A incrível fábula de uma doença chamada amor
Andava
adoentada, esquisita, sentindo coisas estranhas. Não tinha fome, não conseguia comer.
Seu corpo miúdo se alimentava dele próprio. Não tinha sono; revirava-se na cama
noite após noite, os olhos esbugalhados fixos no teto e a cabeça rodopiando
horas a fio no mesmo eixo, num único pensamento. Que a consumia um pouco mais a
cada dia que passava e que fazia doer uma dor muito aguda o seu coração pequeno.
Percorreu a
cidade em busca da cura pro mal que nem sabia qual era. Tomou a benção do bispo
na catedral católica apostólica romana, recebeu um passe de luz do médium
poderoso no centro espírita, fez cirurgia astral, consultou astrólogos,
tarólogos, numerólogos. Nenhum sinal de melhora. Incorporou um preto velho e
uma pomba gira num terreiro de umbanda, ouviu conselhos de um caboclo, meditou
com os monges budistas, e por fim, no
auge do desespero pra se desvencilhar daqueles pensamentos que lhe tiravam o
sono e que consumiam seu corpo, ajoelhou-se aos pés de um pastor da igreja
evangélica enquanto o dito expurgava aos gritos o diabo do seu corpo, a mão
firme postada sobre sua testa pálida.
Quando ja
não tinha mais forças pra andar, quando seus olhos ja quase saltavam de seu
rosto, foi que descobriu um médico através de um anúncio na rádio AM. Reuniu
com muito custo as energias que ainda lhe restavam no corpo magro e debilitado
e foi até o consultório no centro da cidade.
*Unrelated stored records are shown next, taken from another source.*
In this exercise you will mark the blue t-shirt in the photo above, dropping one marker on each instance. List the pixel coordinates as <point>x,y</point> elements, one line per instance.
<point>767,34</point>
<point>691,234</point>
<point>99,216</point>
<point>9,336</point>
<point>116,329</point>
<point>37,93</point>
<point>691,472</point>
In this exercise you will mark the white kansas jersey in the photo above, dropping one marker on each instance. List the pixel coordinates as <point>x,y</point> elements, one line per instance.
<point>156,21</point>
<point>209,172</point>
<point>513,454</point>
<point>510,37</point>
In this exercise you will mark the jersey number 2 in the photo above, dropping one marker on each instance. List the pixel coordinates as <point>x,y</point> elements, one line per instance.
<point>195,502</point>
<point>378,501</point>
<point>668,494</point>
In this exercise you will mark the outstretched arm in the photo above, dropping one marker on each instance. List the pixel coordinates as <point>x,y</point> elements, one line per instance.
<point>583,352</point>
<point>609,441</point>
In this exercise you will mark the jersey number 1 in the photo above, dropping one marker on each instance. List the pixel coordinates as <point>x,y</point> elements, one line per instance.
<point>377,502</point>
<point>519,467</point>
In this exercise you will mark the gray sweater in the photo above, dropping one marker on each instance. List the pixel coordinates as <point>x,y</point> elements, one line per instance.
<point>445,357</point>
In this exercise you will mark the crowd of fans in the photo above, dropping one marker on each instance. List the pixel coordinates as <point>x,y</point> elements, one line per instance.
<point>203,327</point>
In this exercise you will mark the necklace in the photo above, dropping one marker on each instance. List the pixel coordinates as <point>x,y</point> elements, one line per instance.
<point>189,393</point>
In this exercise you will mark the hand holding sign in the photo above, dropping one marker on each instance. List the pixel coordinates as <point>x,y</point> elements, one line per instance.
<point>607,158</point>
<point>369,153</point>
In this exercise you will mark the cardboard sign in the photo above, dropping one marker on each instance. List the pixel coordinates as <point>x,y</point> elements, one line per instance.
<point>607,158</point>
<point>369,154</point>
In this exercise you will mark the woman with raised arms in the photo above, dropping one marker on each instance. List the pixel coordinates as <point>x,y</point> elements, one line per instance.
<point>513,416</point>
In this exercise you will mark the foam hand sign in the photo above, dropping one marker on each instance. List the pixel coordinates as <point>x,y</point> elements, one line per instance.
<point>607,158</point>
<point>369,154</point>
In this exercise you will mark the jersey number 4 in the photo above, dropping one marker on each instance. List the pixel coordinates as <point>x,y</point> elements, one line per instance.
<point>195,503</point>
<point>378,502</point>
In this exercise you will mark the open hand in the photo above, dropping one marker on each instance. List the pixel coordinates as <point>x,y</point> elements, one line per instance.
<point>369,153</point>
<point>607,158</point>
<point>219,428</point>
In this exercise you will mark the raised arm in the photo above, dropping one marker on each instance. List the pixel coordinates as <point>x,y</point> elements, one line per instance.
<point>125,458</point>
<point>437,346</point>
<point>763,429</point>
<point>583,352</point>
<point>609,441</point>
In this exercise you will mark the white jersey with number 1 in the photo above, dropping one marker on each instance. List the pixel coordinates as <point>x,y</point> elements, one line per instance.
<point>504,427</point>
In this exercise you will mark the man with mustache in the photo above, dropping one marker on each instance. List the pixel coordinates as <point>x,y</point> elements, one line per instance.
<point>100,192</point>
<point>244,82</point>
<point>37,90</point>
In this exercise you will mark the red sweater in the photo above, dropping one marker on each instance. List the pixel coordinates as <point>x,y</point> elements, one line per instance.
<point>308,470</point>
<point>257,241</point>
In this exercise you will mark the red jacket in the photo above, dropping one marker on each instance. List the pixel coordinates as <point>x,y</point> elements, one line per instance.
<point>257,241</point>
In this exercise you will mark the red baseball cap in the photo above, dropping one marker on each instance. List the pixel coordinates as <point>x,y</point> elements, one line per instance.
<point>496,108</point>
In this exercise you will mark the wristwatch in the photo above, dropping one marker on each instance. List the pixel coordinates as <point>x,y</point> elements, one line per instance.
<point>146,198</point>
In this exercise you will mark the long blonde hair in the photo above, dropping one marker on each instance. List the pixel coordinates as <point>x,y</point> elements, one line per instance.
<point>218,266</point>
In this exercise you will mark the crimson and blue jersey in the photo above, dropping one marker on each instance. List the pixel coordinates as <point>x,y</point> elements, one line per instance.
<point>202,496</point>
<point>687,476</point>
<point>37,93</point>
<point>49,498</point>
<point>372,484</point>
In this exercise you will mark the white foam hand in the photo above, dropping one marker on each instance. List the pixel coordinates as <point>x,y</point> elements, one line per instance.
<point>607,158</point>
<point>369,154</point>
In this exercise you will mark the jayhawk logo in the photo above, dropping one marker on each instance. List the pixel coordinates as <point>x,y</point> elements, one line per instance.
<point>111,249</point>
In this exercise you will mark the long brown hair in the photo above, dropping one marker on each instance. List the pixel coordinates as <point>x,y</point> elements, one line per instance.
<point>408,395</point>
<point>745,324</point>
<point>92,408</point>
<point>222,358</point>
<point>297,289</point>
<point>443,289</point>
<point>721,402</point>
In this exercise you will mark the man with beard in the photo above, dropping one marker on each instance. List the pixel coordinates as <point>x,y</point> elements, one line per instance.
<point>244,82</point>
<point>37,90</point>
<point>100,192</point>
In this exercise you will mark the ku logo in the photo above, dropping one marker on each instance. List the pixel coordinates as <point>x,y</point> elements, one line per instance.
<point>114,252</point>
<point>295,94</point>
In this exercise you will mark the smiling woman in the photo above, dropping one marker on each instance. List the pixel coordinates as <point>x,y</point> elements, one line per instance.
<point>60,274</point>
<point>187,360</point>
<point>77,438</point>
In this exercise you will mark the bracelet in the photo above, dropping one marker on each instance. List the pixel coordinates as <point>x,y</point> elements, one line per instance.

Depois de muito lhe examinar, o
médico que mais parecia um anjo, deu-lhe o diagnóstico preciso:
- Isso é
doença de amor, minha filha. Não há reza, mandinga, trabalho, religião que
minimizem os sintomas. Há um remédio capaz de curar pra sempre esse mal. Mas o
frasco, único, está perdido em algum lugar do planeta, talvez vagando pelo
espaço aéreo ou à deriva em algum mar transparente de ilhas distantes. Pode ser que tenha sido encontrado por tribos
nômades do norte, por escaladores de montanhas do leste, por camponeses do sul,
por plantadoras de arroz do oeste, por ninfetas famintas e perversas de alguma megalópole
ou por andarilhos que caminham sem rumo pelas estradas do mundo.
Chorou
lágrimas secas com a força que ainda restava no seu corpo que aos poucos
sucumbia à doença. Seus olhos arregalados de quem não dormia havia um século
reviraram-se na mesma órbita. O coração encolhido reduziu-se ao tamanho de
uma ervilha e timidamente escondeu-se dentro do peito. Perdeu as esperanças de
encontrar sua cura, seu tratamento. Implorou ao médico com cara de anjo que lhe desse a eutanásia, que lhe fizesse uma cirurgia cardíaca às pressas seguida de
uma lobotomia pra lhe arrancar do coração e do pensamento aquilo que lhe
corroía. Era esse o cuidado paliativo de que precisava porque não conseguia
acreditar que a alopatia capaz de lhe devolver a vida pudesse ser encontrada.
Dias depois
da recuperação saiu andando pela cidade sem destino certo, o peito exibindo a ferida ainda aberta deixada pela operação e a cabeça rodeada de vento. Transformou-se
num amontoado de ossos empilhados sobre si mesmos desordenadamente, cuja pele
fina e translúcida fazia as vezes de capa impermeável. Seus olhos continuavam
esbugalhados, suas noites continuavam insones, seus dias ainda teimavam em ser
longos. Vivia de esmolas atirada sobre uma calçada imunda e enrolada em uma
coberta velha e fedorenta. Mas pelo menos estava livre, livre daquele
pensamento que lhe perturbava a alma e infestava o corpo. Havia finalmente encontrado a cura para o mal chamado amor.